Ausgerechnet in der baden-württembergischen Universitätsstadt, wo die Grünen traditionell ihre besten Wahlergebnisse holen und mit Salomon seit 2002 ihren ersten Oberbürgermeister stellen. Horn wurde 1984 im rheinland-pfälzischen Annweiler am Trifels geboren. Erst 2014 schloss er seinen Master in "European und World Politics" ab. Seitdem arbeitete er als Europa- und Entwicklungskoordinator der Stadt Sindelfingen. Horn war im Wahlkampf von der SPD unterstützt worden, der Amtsinhaber von Grünen und CDU. Salomon war vor 16 Jahren der erste grüne Oberbürgermeister. Nun schreibt Freiburg erneut Geschichte. Horn ist der jüngste deutsche OB.
"Ich bin total baff"
Entsprechend gut ist dessen Laune nach Bekanntgabe des Wahlergebnisses. Am frühen Abend wendet sich Horn erstmals an diesem Tag per Video an die Öffentlichkeit. Horn strahlt über das ganze Gesicht, hinter ihm herrscht Jubelstimmung in der Freiburger Innenstadt. "Ich bin total baff und überwältigt. Danke Freiburg!", sagt er und streckt beide Daumen in die Höhe. Bei der Wahlparty im Friedrichsbau in der Innenstadt kommt es jedoch plötzlich zu einem ungeplanten Zwischenfall, der die ausgelassene Stimmung jäh unterbricht. Gegen 20.30 Uhr greift ein Mann Horn an und schlägt ihm ins Gesicht. Der Politiker muss behandelt werden. Fotos zeigen ihn, wie er sich ein Geschirrhandtuch mit Eiswürfeln an die Platzwunde im Gesicht hält.
Die Polizei nimmt einen 54-Jährigen aus dem Markgräflerland fest. Der Mann, bei dem eine psychische Erkrankung festgestellt worden sein soll, war bereits in der Vergangenheit mehrfach polizeilich aufgefallen. Laut der "Badischen Zeitung" soll er im vergangenen Jahr bereits einen Politiker aus Freiburg beleidigt und bedroht haben. Der Staatsschutz übernimmt die Ermittlungen. Im Internet bittet die Polizei um die Einsendung von Bild- und Videomaterial. Eine politisch motivierte Tat wird nach bisherigen Erkenntnissen ausgeschlossen.

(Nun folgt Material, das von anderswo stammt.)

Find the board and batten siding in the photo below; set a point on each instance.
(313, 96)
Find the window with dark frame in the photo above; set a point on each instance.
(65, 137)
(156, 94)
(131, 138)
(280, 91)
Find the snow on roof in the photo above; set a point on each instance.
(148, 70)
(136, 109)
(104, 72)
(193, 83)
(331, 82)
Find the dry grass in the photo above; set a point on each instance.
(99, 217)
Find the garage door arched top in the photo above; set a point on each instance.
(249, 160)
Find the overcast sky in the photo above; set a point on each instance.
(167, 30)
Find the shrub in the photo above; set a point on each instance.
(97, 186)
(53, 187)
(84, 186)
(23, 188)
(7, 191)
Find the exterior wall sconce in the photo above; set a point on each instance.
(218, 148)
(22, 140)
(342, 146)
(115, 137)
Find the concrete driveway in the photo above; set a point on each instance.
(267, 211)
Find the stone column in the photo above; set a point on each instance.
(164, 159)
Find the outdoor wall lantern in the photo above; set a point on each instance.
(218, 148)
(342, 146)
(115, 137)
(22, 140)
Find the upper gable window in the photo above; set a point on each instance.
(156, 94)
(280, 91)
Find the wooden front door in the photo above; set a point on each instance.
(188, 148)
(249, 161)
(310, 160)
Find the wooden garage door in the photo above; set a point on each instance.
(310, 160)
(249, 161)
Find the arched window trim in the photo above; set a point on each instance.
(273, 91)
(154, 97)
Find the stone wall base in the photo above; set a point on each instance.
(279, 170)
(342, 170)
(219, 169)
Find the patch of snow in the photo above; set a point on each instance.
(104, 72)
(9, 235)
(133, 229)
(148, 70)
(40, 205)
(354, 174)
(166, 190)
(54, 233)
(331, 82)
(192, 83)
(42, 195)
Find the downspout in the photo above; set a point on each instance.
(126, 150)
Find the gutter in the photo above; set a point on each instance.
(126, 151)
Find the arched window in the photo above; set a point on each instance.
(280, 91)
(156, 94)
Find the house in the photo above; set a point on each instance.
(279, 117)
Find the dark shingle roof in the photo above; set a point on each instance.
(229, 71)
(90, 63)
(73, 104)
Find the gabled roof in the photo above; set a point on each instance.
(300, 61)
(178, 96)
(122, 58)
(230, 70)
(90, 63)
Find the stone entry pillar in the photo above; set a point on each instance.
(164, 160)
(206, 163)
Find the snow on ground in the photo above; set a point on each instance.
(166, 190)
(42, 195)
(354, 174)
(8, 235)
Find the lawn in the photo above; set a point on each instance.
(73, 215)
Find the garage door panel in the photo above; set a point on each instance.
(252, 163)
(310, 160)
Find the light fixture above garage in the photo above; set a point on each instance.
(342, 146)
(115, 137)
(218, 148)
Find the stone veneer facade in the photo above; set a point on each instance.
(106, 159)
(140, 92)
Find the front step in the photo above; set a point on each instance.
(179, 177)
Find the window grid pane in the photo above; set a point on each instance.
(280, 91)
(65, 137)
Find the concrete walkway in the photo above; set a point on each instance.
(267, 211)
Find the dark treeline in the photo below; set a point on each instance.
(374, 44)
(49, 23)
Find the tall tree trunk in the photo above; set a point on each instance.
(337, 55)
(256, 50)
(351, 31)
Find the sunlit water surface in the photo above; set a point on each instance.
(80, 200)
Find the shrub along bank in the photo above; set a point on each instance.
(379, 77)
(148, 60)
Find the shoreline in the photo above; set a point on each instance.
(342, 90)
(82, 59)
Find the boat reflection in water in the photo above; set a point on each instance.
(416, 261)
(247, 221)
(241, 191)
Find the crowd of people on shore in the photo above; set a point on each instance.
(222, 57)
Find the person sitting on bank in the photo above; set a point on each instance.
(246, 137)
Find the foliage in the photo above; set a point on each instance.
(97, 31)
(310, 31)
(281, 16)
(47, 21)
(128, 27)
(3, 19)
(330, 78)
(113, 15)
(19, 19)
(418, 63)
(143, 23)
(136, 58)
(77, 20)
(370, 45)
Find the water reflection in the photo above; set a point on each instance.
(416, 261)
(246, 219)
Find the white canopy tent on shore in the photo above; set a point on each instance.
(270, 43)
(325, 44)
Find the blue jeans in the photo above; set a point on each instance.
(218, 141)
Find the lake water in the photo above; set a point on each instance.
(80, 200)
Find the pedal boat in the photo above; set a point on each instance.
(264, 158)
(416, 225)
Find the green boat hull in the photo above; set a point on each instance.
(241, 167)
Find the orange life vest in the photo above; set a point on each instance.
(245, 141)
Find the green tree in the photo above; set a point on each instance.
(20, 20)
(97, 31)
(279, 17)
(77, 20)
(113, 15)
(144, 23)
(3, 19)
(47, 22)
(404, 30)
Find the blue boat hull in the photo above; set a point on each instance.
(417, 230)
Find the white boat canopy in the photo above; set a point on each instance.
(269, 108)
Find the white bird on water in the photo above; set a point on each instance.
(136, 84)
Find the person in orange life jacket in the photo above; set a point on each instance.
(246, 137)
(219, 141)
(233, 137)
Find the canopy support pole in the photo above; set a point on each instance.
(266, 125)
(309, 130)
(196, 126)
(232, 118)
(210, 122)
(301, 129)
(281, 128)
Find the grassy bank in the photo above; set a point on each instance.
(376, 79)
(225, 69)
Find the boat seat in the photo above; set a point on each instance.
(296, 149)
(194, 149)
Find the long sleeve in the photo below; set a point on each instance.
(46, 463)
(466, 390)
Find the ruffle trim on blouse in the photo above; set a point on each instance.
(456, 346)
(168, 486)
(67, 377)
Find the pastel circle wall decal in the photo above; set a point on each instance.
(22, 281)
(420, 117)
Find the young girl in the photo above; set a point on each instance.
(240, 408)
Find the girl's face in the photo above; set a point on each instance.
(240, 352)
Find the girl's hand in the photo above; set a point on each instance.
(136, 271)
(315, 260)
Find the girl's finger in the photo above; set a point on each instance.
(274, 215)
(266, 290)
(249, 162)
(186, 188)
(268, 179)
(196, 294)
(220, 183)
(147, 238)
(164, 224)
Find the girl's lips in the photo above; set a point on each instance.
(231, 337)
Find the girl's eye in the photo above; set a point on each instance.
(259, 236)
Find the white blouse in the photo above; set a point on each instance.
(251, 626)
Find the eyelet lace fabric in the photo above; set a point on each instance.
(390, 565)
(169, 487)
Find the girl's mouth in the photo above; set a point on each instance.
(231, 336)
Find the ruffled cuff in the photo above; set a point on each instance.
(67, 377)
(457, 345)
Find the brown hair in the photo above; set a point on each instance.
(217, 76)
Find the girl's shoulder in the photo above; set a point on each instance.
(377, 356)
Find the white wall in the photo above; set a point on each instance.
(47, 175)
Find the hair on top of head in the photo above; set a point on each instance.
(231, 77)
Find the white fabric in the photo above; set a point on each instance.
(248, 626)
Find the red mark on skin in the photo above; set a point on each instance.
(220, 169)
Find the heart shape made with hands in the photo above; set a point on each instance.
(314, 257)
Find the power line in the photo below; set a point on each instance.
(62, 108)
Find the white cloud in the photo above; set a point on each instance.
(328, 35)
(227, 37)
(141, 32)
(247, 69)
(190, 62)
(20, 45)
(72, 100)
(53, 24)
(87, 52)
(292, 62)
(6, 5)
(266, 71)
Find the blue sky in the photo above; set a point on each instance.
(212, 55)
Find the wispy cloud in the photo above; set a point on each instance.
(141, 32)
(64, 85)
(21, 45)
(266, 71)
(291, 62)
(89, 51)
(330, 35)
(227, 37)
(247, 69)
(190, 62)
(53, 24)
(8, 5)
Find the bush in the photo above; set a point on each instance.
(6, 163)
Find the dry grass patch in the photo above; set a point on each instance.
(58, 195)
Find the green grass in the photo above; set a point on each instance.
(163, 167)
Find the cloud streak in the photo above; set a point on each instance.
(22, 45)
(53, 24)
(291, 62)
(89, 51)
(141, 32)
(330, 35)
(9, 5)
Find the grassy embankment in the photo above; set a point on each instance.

Horn muss seine Wahlparty verlassen und wird zur Behandlung ins Krankenhaus gebracht. Als er Stunden später zurückkehrt, empfangen ihn seine Unterstützer mit Jubel. Horn versichert kurz, dass es ihm gut gehe. "Wir lassen uns von so einem Zwischenfall nicht die gute Laune verderben", sagt er und fordert die Anwesenden zum Feiern auf. Kurze Zeit später verlagert sich die Party vom Friedrichsbau in eine nah gelegene Kneipe. Es ist der Abschluss eines verrückten Tages. Horn hat knapp zwei Monate Zeit, um sich davon zu erholen. In ein paar Tagen erwarten er und seine Frau ihr zweites Kind. Am 1. Juli tritt Horn dann sein Amt als Freiburger Oberbürgermeister an.